Public records on track: Creating the NRM’s corporate archive

Alex and Tania share a few highlights of our first set of archived corporate records.

In January this year we saw the arrival of the first set of records into the National Railway Museum’s Corporate Archive, the result of a major joint project between the museum’s Library and Archives and Corporate Information teams to transfer the Railway Museum’s historic public records from the corporate record stores into our Archives, ensuring our adherence to the Public Records Act.

Hoping to set the standard for the Science Museum Group’s other museums, our aim is to perform a transfer every year of our public records that have reached a point of 20 years old. Not only will this flood the NRM archives with a wealth of fascinating material about the history of the museum and its workings, but it will also help to maintain and promote the museum’s transparency with its visitors and the wider public.  

In the initial stages of the project, we identified just over 2,000 records that needed to be transferred. This figure includes: 

  • Over 400 Mini-DV film tapes created by NRM’s former photographer and videographer which document the work of the museum, depicting interesting and historically significant activities of the railway industry and of the museum.

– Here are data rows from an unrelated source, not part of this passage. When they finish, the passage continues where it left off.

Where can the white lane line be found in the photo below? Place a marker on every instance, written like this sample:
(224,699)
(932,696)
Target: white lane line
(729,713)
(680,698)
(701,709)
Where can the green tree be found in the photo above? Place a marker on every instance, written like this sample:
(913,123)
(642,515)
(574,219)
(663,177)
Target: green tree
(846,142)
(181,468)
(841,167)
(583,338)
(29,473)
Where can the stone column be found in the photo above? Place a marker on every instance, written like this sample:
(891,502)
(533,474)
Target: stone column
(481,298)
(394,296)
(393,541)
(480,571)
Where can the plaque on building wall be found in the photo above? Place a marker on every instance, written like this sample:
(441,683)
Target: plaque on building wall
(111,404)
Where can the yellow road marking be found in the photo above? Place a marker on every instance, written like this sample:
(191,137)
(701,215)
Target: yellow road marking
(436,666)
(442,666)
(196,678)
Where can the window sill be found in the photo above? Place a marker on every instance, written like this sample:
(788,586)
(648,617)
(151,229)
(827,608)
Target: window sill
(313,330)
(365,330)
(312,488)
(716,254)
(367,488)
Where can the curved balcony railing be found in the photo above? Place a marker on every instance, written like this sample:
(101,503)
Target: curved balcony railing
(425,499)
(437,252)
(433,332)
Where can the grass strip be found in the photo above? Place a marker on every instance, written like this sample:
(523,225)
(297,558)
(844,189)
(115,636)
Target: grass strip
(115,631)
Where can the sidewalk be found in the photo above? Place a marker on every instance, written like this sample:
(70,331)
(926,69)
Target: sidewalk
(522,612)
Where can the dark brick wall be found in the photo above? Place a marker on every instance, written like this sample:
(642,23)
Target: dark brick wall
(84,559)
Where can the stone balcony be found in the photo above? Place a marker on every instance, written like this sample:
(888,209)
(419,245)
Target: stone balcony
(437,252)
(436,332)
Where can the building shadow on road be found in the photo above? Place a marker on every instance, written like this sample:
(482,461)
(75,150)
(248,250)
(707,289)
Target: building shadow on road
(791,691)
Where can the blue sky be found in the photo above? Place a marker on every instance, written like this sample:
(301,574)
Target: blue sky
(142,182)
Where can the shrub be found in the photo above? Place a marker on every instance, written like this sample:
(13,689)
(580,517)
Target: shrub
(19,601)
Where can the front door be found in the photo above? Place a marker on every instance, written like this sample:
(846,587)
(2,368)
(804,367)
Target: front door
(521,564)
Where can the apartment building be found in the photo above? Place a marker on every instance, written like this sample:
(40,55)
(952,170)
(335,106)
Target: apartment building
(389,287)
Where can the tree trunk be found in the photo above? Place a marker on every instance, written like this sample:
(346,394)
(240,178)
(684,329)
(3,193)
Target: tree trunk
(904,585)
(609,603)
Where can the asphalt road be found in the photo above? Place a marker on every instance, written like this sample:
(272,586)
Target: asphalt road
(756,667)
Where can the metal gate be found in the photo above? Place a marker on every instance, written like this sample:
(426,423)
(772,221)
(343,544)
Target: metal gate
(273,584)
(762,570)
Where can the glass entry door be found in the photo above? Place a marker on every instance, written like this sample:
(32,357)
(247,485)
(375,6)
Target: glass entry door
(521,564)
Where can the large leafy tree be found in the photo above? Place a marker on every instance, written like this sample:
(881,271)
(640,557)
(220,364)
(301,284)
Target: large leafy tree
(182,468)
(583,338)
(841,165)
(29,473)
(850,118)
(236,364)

These shine a light on the Railway Museum’s mission to preserve the nation’s railway heritage.
Mini-DVs were a digital tape cassette commonly used in camcorders, the transferred tapes include fascinating behind-the-scenes footage of the museum and the railways at work.
  • A number of architectural plans and drawings of the National Railway Museum’s buildings and estates have also been archived, illustrating the long journey the museum has taken from its humble beginnings in 1975. These are especially significant right now as we inch towards 2025, when we will celebrate the 50th anniversary of the National Railway Museum’s first opening through the ambitious Vision 2025 project. This major project will modernise the site and further ingrain the Museum into the local community.
  • Perhaps the most tangible part of the transfer—consisting of over 500 corporate files, produced by the museum and its staff during operations. These cover the National Railway Museum and Locomotion’s corporate functions and activities. A huge array of topics significant to the history of the museum are represented amongst these including organisational policies; collections management; marketing and our relationships with the public; event and exhibitions planning and appointments of Museum Directors—all of which we hope will provide huge value to future researchers interested in the running of a major national museum.

 

Hip-hip-hooray! A flyer for the NRM’s 21st Birthday celebrations in 1996. From CORP/NRM/6/3/401/186/004

Finally, as an adjunct to the transfer the archive team is working on incorporating into the Corporate Archive the archive of the Museum of British Transport, in Clapham. This museum was one of the precursors to the National Railway Museum and closed in 1973.

Most of Clapham’s collection was transferred to the newly created National Railway Museum in York instead (to the anger and disappointment of many southerners!). Of course, the content of the archive focuses on the Clapham Museum, but perhaps surprisingly it also holds records on the York Queen Street Railway Museum (1927-1973) and the Museum of the Great Western Railway, now known as STEAM. It is a hugely significant collection of records as it documents the founding of the National Railway Museum and the mammoth task of transferring the collection of rail vehicles, objects, and archive material to our site on Leeman Road.

Interestingly, amongst these records can also be found the proposed designs of for various transport museums, including one set to be located in Brighton, which never came to be. The Clapham cataloguing is an ongoing project, and it is hoped that it will be completed later this year—so watch this space! 

What could have been: a futuristic building for a national transport museum in Brighton.